Filed under: Consultation

We would like to raise a strong objection to the newly announced plans for making permanent the suspension of parking bays in Kings Heath.

The plan sees loading and disabled parking bays added to the High Steet

We are fully behind permanently removing parking spaces from High Streets in shopping areas, it has made the High Street nicer to use, but we have issues with both the practicality of this proposal, as well as the long-term consequences of it.

On the practicality of the scheme, reducing the amount of car parking in Kings Heath is designed to encourage people into a modal shift with how they make shorter journeys around the area.

Parking in Kings Heath has become a Wild West since the end of lockdown.

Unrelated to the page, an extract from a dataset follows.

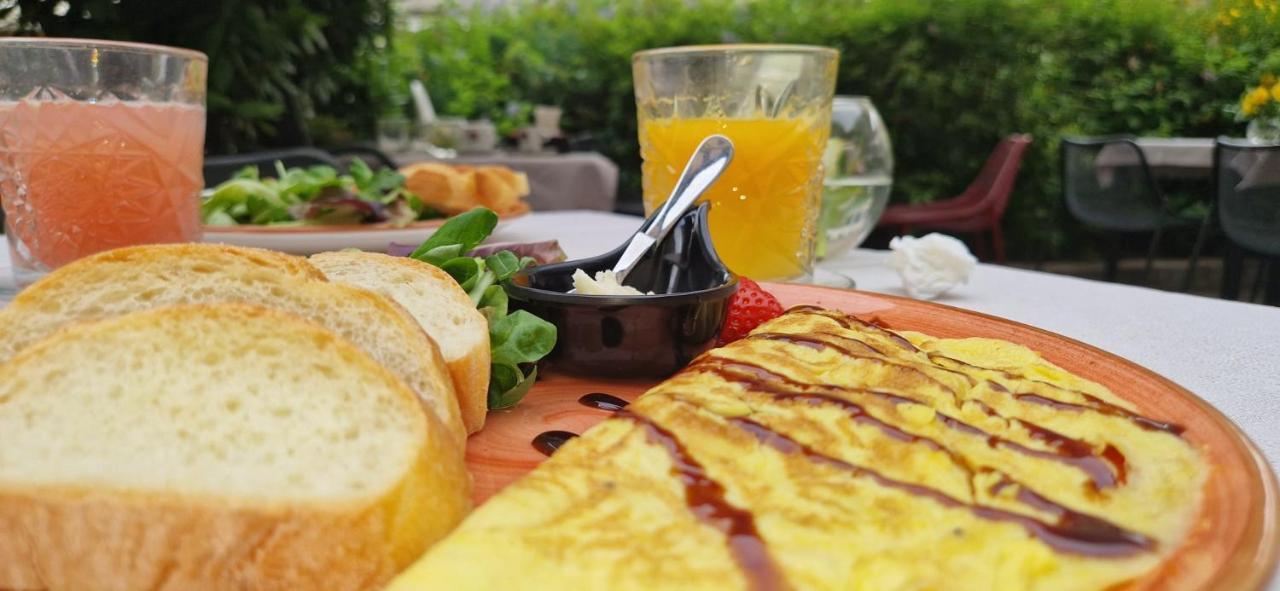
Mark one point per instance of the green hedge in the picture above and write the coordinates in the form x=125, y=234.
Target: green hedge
x=950, y=76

People are parking anywhere they can; pavements, double yellow lines, loading bays, disabled bays.

With that in mind, we can guarantee that the new loading and disabled parking bays proposed in this scheme will be subject to rampant abuse, and will likely spend most of the day filled with cars. You only have to look at the “space” outside D & S Bargains, where the shop staff appear to constantly move the metal barriers out of the way to unload, and the number of times during the day that it is used as a parking space.

An all-too-common sight on Kings Heath High Street

So, we’d argue that, despite these bays not being proposed as parking for shoppers, they will be used as such, and are therefore increasing the amount of parking in the area.

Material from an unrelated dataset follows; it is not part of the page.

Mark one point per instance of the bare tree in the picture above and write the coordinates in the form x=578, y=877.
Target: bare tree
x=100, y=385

Furthermore, there has been no parking or loading allowed on these sections of the High Street for nearly two years now, so we would suggest that, D & S aside, the businesses have all adapted to the situation.

With regard to increasing the provision of disabled spaces in Kings Heath, we suggest that the current normal parking lane on the south side of Silver Street could be repurposed for disabled parking.

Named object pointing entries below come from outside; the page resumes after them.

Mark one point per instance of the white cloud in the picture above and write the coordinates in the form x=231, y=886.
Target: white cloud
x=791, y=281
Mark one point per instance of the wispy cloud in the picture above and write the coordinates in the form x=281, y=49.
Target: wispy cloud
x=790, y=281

Our alternative suggestion

We do agree with the aim of replacing the metal barriers with something that looks better. To that end, we propose installing planters to block the bays off. These would look significantly better.

Impact on cycling infrastructure

Our longer-term objection to this scheme is that we fervently believe that a segregated cycle lane should be built on Kings Heath High Street. The introduction of the LTNs in Kings Heath, their planned expansion later this year, and the forthcoming re-opening of the Camp Hill train line, combine to make this the perfect time to introduce a segregated cycle lane to the High Street.

We cannot use modal filters to discourage car travel, and therefore encourage active travel, without making it easier for people to walk or cycle.

In fact, the Labour Party manifesto for the recent local elections promised:

    “…taking every opportunity to make cycling and walking safer and easier in the city”

We struggle to see how these proposals improve the cycling provision in Kings Heath. We contend that these are, therefore, incompatible with this pledge.

If this proposal goes ahead, valuable council resources will be spent paving an area that would then have to be dug up to reconfigure the High Street to accommodate a segregated cycle lane. As planters could still be used on the High Street with a cycle lane, we suggest that this would be a much better use of money, would achieve the aim of making the High Street look nicer in the short term, whilst not hindering the longer term plans to meet the Active Travel goals that this council won a mandate for in the recent local elections.

We therefore strongly recommend that these plans be shelved, and plans for a segregated cycle lane on the northbound side of the Alcester Road be expedited.

Paul Manzotti

Worrying about my wife's daily cycle commute and the health of my born-and-bred-in-a-city children, I may have become slightly obsessed with creating a network of protected cycle lanes in Birmingham! Which includes LTNs.

In my defence, they can solve so many problems our country suffers from currently.